Entertainment

It’s about time

Before Jimmy Kimmel debuted at his new 11:35 time slot on ABC last night — going head-to-head for the first time against his idols, Jay Leno and David Letterman — he debuted as one of the few-ever live guests on “Eyewitness News.”

Kimmel, who sees everything with a jaundiced eye, knew, clearly, how stupid that move was, but hey, ABC just gave him the big spot, so what the hell.

New to his show was a band (but it sort of never came back), and a new set that looks more like “American Idol” than Jimmy, but with an oddly terrible, cheap desk.

Kimmel began the show with his usual monologue, which as usual was more about pop culture than politics, and interspersed it with video clips such as a horrifying one of Honey Boo Boo’s mom talking about her fear of “maranaise.” (Google translation into English: Mayonaise.)

Next he introduced his assistant/longtime parking attendant, Guillermo, who when asked to describe himself replied, “I like to eat and I like to drink.”

Kimmel’s Lie Witness News (not the same as the newscast earlier!) had people talking about how much they’ve been enjoying Jimmy’s new time slot, which of course hadn’t happened yet. Best: A woman saying how funny it was when Jimmy set the Dalai Lama on fire.

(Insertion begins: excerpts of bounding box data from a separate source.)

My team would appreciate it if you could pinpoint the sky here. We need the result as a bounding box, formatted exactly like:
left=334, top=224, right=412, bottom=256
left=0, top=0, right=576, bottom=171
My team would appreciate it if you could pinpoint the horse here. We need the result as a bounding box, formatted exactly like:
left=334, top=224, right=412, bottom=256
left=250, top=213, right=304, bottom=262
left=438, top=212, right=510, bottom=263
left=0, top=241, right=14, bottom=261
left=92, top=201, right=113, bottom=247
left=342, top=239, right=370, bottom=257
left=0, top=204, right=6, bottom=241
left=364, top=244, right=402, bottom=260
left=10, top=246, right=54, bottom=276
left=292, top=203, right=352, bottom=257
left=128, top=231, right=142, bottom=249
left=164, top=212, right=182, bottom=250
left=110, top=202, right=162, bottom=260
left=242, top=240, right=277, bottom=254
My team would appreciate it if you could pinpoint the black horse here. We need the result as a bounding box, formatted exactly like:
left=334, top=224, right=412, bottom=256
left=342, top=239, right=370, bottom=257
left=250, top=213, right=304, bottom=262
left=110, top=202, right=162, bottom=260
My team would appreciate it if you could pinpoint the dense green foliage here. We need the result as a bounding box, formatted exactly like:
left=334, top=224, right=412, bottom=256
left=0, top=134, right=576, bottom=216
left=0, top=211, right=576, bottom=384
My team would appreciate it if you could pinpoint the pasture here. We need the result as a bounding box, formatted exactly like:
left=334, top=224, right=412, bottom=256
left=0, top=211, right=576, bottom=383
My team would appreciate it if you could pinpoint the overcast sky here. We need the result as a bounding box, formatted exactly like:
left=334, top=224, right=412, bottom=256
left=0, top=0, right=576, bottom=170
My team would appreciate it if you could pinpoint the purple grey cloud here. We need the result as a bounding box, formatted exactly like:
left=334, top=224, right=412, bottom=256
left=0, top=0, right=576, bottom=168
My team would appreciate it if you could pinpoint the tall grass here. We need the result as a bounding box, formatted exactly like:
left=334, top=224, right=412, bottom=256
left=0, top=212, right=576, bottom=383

The next skit fell flatter than you’d expect. It was Kimmels’ YouTube challenge in which he had asked people to hug their TVs in the middle of the big game the night before and videotape what happened. Much of what happened, unfortunately, was ugly, verging on violent, with people with their pants down in ugly houses getting mad and hitting each other.

The show came back to life with “Celebrities Read Mean Tweets,” with a bunch of famous people who can’t stop tweeting reading the tweets people wrote about them. Hilarious.

Like? Like “Dr. Phil why don’t you shut the f–k up you bald headed $%#.” “My Asian orthodontist says Jessica Beil has horse teeth.” “That Kirstie Alley is a dirty whore. There I said it.” “I’m not being mean but why does Anderson Cooper remind me of dinosaurs?” To wit the ever eloquent Cooper replied, “F–k you.”

All good. The show came to a screeching halt, though, when Kimmel’s first guest, Jennifer Aniston, came on and stayed for half of the show. First thing she did? Bust up the cheap desk with a sledgehammer. That made no sense, and neither did a segment in which she showed photos of her vacation with her fiancé and Kimmel.

Then she did a skit where she played Kimmel’s mother, which we could have lived without.

He finished up with “No Doubt,” a music group that no doubt is always a winner.

Bottom line? Like I said last year, Kimmel belongs at the earlier hour. And it’s cheaper than taking a taxi to catch glimpses of the guy because you don’t want to stay up until 12:30 to see his show.